Pasta Primavera
Pasta Primavera might be just the main course you are searching for. This recipe covers 22% of your daily requirements of vitamins and minerals. One serving contains 380 calories, 13g of protein, and 11g of fat. This recipe serves 4. From preparation to the plate, this recipe takes approximately 45 minutes. If you have parmesan cheese, pattypan squash, basil, and a few other ingredients on hand, you can make it. To use up the olive oil you could follow this main course with the Sauteed Banana, Granolan and Yogurt Parfait as a dessert. This recipe is typical of Mediterranean cuisine.
Instructions
Bring 2 quarts of water to a boil in a stockpot.
Add carrots; cook 3 minutes.
Remove with a slotted spoon.
Add pasta to boiling water; cook according to package directions, omitting salt and fat.
Heat oil in a large nonstick skillet over medium-high heat.
Add squash; saut 3 minutes.
Add carrots, peas, salt, pepper, and garlic; saut 2 minutes. Stir in wine, scraping pan to loosen browned bits. Stir in cream and juice; cook 1 minute.
Add pasta and cheese; stir well to coat.
Remove from heat; stir in basil and parsley.
Wine Note: Squash, peas, carrots, and an ample amount of herbs give this pasta a satisfying freshness that's made luxurious by cream and Parmesan. A crisp Sauvignon Blanc would be perfect, especially one that's refined and effortless to drink. Try Robert Mondavi Fun Blanc from the Napa Valley (about $18). (Note: Fum Blanc is just another name for Sauvignon Blanc. See my wine column, page )
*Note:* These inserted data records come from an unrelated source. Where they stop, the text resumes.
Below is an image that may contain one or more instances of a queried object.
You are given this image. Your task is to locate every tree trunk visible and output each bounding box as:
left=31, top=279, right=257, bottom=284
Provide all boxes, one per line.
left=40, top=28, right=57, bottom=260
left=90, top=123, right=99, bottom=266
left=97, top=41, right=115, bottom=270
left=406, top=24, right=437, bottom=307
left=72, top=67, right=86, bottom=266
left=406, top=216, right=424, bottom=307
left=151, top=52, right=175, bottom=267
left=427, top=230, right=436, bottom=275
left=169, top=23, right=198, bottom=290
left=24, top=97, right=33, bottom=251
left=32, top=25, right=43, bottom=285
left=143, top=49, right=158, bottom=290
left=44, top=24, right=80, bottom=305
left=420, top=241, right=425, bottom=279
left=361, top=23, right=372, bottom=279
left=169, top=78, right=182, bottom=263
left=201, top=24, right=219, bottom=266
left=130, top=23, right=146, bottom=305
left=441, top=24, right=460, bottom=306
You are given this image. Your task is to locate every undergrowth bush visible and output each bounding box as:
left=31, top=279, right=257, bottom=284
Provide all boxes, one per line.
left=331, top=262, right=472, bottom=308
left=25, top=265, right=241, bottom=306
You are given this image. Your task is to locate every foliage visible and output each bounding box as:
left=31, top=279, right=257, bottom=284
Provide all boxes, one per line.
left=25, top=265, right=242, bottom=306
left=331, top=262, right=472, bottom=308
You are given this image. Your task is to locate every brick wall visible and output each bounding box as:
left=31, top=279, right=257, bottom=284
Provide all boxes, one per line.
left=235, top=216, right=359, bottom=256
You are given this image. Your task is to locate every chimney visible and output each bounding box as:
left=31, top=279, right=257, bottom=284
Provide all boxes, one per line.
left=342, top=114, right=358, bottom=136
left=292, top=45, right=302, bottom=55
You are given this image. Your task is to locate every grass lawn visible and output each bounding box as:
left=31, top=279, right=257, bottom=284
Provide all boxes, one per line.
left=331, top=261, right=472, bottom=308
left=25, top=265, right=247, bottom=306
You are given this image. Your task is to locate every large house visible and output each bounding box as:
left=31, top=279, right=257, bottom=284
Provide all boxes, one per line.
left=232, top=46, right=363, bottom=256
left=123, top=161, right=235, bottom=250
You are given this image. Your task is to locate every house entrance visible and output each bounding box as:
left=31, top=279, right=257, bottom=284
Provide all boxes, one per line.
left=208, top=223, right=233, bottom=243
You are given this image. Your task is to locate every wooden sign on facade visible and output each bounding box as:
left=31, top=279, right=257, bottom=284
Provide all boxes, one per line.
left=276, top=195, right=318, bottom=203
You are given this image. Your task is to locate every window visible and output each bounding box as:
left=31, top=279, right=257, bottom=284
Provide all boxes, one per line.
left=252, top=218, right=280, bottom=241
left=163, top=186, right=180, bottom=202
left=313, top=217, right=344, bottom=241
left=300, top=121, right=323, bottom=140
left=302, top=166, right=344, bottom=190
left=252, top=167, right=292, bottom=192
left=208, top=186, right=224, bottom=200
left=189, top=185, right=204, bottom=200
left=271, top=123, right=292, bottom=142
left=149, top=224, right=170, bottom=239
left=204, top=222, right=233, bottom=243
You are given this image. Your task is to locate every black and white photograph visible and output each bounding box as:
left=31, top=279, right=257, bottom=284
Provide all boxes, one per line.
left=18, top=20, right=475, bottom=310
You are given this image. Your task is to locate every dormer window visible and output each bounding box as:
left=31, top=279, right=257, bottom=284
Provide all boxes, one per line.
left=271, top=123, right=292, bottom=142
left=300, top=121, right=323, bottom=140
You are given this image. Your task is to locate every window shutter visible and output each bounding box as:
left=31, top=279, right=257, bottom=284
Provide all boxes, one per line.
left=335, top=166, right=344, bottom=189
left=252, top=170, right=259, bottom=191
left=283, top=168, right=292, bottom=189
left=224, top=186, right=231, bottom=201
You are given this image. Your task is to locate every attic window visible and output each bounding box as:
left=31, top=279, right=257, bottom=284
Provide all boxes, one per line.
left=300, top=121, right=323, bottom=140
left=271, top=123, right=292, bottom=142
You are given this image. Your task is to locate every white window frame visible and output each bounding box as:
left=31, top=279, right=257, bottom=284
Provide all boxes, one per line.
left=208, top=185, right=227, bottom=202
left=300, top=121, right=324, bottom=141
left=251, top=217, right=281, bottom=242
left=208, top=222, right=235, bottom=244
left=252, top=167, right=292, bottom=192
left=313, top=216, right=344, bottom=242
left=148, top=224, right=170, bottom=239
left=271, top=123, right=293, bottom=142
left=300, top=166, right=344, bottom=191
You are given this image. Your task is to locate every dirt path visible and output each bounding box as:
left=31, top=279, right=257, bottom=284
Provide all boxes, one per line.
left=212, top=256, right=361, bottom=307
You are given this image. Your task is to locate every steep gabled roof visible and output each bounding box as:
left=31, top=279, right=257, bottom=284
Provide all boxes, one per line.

Pasta Primavera with Shrimp and Sugar Snap Peas: Substitute 2 cups sugar snap peas for the green peas; cook sugar snap peas in boiling water with carrots. Substitute 1 pound peeled and deveined medium shrimp for pattypan squash; saut 2 minutes. Stir in 2 cups trimmed arugula and 2 tablespoons chopped green onions with the basil and parsley.